Il boom ha innescato un effetto a catena: chi suonava nei club è passato ai palasport, chi nei palasport è salito agli stadi. Una volta era un traguardo da conquistare dopo una lunga gavetta. Edoardo Bennato ricorda il 1981, quando fu il primo rocker italiano a San Siro: “Ci arrivai dopo 14 date in altri impianti, solo con la spinta della gente, senza manager potenti. Gli stadi erano una conquista”. Oggi, invece, sono diventati un passaggio quasi obbligato. Non tutti, però, cedono alla tentazione. Calcutta lo disse chiaramente a Repubblica: “Non ho la fame di suonare in posti così grandi. Già in molti palazzetti italiani si sente malissimo, non credo che negli stadi si senta meglio. La mia ambizione è qualitativa, non quantitativa”. Nel 2025, tra i campioni del gigantismo ci sono Ultimo, con il suo concerto romano del 2026 da 250.000 biglietti già sold out, Vasco Rossi, Cremonini, Pinguini Tattici Nucleari, Mengoni, Max Pezzali. Ma i problemi emergono: a Imola, 85.000 persone per Pezzali e molte si sono lamentate di non aver sentito nulla per la distanza dal palco. “È l’altra faccia del gigantismo dilagante. Spesso si improvvisano eventi enormi in posti inadatti e con sistemi audio inadeguati. Gli spettatori vengono spremuti dal cibo ai parcheggi, comprano biglietti costosi a scatola chiusa e solo dopo scoprono com’è fatta la location. Ci si approfitta di una passione. La legge deve intervenire: serve trasparenza”, spiega Trotta. Trasparenza che manca anche sui “finti sold out”: vendere il vendibile, poi riempire con omaggi e chiudere settori per poter dichiarare il tutto esaurito anche senza aver raggiunto i numeri reali.

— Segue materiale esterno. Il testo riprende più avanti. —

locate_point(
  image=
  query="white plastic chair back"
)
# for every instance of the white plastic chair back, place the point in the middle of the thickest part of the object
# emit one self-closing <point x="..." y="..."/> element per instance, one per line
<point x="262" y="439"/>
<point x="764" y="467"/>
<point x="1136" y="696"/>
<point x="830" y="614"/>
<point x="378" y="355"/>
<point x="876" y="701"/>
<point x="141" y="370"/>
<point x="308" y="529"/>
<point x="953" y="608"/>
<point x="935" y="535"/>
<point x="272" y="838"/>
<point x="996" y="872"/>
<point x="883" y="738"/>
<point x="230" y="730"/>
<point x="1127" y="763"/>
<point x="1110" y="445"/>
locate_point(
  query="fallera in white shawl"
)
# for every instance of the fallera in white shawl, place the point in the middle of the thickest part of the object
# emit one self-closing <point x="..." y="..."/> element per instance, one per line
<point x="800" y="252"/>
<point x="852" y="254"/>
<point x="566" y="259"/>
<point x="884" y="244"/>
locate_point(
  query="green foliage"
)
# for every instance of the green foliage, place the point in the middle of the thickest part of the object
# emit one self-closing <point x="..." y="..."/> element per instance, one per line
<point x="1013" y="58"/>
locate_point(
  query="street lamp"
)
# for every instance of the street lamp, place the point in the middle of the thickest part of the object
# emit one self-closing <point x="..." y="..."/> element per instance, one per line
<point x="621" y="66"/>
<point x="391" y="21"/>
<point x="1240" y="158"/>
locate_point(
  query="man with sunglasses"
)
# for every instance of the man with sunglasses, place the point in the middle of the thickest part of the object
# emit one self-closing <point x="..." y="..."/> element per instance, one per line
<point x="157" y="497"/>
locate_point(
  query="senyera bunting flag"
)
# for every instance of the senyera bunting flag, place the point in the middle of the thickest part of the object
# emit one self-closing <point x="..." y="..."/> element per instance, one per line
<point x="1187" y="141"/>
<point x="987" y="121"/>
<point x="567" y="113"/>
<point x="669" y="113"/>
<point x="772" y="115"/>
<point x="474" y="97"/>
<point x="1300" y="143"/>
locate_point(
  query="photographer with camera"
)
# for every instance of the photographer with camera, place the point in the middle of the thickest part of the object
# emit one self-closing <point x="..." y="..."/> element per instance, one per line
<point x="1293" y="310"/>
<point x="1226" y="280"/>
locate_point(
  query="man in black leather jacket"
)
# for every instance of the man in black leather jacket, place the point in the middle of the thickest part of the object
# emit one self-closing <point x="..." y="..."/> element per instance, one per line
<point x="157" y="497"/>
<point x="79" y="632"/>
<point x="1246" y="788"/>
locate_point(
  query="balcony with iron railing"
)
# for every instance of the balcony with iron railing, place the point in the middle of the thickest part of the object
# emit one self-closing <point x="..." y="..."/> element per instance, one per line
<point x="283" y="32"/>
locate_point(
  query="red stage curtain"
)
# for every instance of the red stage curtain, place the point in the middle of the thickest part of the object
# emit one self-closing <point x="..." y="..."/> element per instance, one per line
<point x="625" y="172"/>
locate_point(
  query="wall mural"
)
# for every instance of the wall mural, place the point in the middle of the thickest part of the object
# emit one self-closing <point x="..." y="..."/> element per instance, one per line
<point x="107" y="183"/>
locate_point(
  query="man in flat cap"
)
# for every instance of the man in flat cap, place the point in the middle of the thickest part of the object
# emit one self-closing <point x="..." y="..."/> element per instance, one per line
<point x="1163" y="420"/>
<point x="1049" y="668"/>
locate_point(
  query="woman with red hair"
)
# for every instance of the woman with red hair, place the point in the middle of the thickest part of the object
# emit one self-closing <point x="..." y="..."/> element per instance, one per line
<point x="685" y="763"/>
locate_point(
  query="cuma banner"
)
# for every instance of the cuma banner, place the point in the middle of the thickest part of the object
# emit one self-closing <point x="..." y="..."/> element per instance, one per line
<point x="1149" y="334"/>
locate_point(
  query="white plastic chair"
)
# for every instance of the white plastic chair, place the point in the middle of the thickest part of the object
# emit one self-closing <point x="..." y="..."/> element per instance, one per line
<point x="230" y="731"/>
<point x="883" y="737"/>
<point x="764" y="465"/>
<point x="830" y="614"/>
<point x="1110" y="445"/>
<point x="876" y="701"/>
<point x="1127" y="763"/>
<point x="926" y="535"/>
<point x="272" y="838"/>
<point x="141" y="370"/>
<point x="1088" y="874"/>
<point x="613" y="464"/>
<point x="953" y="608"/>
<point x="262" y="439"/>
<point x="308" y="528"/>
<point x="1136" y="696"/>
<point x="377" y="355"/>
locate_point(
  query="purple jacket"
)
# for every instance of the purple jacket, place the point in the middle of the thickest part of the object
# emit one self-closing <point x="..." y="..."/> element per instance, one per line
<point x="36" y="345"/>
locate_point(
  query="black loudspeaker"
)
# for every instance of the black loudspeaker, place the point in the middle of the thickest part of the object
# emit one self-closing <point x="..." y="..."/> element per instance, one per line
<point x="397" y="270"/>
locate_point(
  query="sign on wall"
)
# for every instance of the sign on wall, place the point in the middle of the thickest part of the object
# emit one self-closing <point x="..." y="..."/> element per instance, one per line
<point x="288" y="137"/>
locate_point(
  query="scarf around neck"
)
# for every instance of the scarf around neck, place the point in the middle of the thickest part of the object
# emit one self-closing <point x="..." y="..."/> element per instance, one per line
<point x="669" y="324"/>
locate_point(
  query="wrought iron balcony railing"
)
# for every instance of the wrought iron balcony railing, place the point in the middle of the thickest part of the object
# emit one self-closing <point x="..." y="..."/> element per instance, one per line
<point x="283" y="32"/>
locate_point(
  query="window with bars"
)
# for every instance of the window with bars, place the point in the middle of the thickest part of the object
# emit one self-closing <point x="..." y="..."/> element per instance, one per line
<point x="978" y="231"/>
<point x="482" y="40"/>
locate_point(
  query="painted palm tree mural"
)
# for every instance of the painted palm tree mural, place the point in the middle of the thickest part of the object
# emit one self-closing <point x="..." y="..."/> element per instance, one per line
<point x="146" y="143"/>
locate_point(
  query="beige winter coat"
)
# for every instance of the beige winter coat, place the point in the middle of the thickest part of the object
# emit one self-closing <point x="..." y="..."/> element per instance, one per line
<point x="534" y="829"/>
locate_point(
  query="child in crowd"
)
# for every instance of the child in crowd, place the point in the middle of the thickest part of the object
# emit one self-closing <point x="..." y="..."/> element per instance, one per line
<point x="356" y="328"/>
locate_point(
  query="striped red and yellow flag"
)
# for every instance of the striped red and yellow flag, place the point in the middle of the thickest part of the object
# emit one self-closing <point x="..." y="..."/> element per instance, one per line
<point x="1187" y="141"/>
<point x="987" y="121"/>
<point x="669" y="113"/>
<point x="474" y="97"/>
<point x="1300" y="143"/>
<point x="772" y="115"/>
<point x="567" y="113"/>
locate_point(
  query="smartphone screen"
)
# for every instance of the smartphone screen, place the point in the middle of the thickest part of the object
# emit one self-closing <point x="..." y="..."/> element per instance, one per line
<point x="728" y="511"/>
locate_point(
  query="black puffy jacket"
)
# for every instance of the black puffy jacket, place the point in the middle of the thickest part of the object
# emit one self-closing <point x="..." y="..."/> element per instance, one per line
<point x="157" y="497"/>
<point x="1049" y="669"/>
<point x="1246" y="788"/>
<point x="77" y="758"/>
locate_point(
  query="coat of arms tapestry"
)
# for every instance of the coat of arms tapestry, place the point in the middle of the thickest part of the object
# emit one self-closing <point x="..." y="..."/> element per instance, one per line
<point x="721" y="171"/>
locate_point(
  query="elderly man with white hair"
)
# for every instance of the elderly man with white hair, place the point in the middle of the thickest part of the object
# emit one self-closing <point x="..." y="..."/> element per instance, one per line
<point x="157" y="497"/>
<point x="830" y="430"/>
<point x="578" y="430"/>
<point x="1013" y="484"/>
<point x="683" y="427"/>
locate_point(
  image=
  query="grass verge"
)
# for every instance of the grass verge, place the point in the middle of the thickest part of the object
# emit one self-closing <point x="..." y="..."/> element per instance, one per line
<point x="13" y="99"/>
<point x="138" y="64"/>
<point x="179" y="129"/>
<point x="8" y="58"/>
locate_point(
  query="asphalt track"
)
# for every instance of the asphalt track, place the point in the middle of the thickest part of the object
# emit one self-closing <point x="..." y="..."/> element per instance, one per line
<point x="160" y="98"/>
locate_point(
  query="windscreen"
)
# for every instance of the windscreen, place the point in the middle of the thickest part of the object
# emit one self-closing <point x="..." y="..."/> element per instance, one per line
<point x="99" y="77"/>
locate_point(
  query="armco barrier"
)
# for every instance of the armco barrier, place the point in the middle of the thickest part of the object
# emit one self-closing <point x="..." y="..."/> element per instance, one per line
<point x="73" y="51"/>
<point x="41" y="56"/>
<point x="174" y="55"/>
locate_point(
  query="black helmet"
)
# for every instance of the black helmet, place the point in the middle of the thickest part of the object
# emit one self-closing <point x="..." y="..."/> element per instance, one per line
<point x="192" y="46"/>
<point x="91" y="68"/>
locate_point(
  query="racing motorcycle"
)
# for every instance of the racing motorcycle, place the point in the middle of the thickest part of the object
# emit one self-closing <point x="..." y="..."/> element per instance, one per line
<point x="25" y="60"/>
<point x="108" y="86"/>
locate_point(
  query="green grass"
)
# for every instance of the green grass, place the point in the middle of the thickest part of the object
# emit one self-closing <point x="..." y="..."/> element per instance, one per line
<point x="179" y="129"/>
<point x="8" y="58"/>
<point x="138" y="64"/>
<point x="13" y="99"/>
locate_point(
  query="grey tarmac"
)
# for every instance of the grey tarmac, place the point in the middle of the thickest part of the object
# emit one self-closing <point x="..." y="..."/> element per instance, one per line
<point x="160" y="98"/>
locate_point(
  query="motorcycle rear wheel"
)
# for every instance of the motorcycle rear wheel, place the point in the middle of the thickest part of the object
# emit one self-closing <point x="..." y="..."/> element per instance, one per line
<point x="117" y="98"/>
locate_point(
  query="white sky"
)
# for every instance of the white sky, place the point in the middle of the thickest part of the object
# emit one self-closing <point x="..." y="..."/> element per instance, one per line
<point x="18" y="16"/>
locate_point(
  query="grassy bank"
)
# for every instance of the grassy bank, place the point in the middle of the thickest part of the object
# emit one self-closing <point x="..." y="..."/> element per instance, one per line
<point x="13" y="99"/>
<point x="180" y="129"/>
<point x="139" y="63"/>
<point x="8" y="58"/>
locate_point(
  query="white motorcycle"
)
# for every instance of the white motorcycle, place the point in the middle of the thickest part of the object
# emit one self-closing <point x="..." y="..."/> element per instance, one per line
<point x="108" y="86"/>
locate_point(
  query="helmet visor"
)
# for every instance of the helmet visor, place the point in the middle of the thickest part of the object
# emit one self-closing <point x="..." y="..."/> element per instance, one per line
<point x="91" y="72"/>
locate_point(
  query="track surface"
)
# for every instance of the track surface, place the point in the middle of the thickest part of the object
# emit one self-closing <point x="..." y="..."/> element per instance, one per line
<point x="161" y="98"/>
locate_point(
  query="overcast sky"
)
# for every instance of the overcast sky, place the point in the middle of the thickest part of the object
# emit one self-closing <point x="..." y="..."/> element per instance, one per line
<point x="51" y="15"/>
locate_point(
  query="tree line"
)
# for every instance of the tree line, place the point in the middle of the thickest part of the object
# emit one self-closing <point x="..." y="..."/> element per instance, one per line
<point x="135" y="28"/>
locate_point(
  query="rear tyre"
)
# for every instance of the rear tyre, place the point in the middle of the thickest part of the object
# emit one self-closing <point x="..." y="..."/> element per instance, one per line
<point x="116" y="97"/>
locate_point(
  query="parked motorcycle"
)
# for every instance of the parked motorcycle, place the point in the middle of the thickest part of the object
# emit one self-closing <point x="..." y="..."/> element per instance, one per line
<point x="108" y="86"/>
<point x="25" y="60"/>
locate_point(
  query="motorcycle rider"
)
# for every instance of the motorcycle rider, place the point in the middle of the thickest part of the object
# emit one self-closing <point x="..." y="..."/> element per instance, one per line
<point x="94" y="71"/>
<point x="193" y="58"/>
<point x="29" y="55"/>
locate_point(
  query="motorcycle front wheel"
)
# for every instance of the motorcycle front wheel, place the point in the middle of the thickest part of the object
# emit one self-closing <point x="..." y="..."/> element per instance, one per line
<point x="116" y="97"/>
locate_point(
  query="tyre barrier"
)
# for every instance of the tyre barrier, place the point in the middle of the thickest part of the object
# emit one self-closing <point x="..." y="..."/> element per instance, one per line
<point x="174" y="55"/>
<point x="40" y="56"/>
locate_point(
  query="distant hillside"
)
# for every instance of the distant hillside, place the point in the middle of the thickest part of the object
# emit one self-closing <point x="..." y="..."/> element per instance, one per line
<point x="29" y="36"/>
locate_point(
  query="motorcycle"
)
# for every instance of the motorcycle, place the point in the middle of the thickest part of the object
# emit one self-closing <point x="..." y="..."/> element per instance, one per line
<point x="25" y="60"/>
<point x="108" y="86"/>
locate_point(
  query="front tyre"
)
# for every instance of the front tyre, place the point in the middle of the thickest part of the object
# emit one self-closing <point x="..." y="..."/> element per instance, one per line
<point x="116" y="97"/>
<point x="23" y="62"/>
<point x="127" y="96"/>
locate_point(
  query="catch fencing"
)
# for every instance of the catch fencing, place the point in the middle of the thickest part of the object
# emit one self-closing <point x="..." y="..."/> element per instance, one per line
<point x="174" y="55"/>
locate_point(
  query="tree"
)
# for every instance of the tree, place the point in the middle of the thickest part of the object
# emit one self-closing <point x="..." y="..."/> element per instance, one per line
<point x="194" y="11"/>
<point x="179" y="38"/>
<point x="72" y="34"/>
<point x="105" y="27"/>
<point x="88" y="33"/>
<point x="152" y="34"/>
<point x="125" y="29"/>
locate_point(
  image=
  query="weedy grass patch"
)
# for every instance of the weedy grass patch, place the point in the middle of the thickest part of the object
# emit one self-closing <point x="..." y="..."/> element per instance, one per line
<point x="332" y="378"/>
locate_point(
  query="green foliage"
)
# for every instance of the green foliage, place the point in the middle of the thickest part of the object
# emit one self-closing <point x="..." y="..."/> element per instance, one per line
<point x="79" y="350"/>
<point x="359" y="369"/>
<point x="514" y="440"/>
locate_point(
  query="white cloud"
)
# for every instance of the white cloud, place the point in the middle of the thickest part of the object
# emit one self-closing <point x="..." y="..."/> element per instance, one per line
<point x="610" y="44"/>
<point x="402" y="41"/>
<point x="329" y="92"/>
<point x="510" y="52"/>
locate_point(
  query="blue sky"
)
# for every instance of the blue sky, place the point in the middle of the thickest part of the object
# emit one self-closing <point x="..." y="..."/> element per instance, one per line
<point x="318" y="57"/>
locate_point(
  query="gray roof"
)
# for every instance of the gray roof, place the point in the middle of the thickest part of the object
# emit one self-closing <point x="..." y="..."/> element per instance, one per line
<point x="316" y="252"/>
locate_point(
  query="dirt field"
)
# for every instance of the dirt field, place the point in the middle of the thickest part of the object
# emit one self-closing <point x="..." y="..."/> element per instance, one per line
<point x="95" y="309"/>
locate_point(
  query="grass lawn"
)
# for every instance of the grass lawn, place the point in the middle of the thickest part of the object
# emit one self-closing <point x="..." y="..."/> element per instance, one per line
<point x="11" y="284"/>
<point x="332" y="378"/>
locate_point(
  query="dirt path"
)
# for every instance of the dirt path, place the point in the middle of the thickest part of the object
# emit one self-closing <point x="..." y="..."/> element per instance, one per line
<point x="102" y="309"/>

“Esibirsi in un ‘San Siro sold out’, anche se non lo è, aumenta il valore dell’artista, apre le porte ad altre venue, consente di alzare i prezzi e di arrivare a Sanremo. È marketing puro”, spiega Riccitelli. Lo stesso Ferdinando Salzano, direttore di Friends & Partners, ha ammesso a giugno: “Torniamo a pensare che 20.000 paganti per un artista sono tanti”. Per qualcuno, però, la bolla è già esplosa. Federico Zampaglione (Tiromancino) ha raccontato storie di artisti che, per aver osato troppo, si sono ritrovati a lavorare gratis per anni per ripagare i debiti con le agenzie. Motta, tra i cantautori di riferimento della scena alternativa, non parla di truffe ma di scelte azzardate: “A volte si parla di anticipi milionari. Se a vent’anni avessi visto certe cifre, avrei accettato anche io, ma non avrei avuto la testa per gestirle”. La differenza, dicono gli addetti ai lavori, è che sono scomparsi i passaggi intermedi: i piccoli locali, dove si formavano pubblico e mestiere, hanno chiuso a raffica, specie in provincia. La pandemia ha favorito i colossi: voucher al posto dei rimborsi, ristori calcolati sul fatturato, grandi entrate senza lavorare. Risultato: i “pesci grossi” hanno divorato i piccoli, l’offerta si è appiattita e il pubblico si è abituato a consumare solo grandi eventi. "Si è perso il gusto di scoprire sconosciuti" osserva Motta. "Senza centinaia di concerti nei club non avrei saputo cosa fare a Sanremo. Oggi c’è chi debutta all’Ariston e poi suona dal vivo solo dopo". Per Bennato, oggi impegnato in concerti da qualche migliaio di spettatori, la strada è puntare sulle nicchie. Per Trotta, invece, bisogna ripartire dal basso: “Pochi concerti estivi non salvano un’economia reale fatta di 12 mesi di lavoro, maestranze e piccoli contesti al collasso. Servono pubblico meno acritico e istituzioni che investano. Ricominciare dalle scuole di musica, dalle fondamenta. O presto arriverà il conto”. Un conto che, se e quando arriverà, non colpirà solo artisti e promoter, ma l’intero sistema della musica dal vivo in Italia.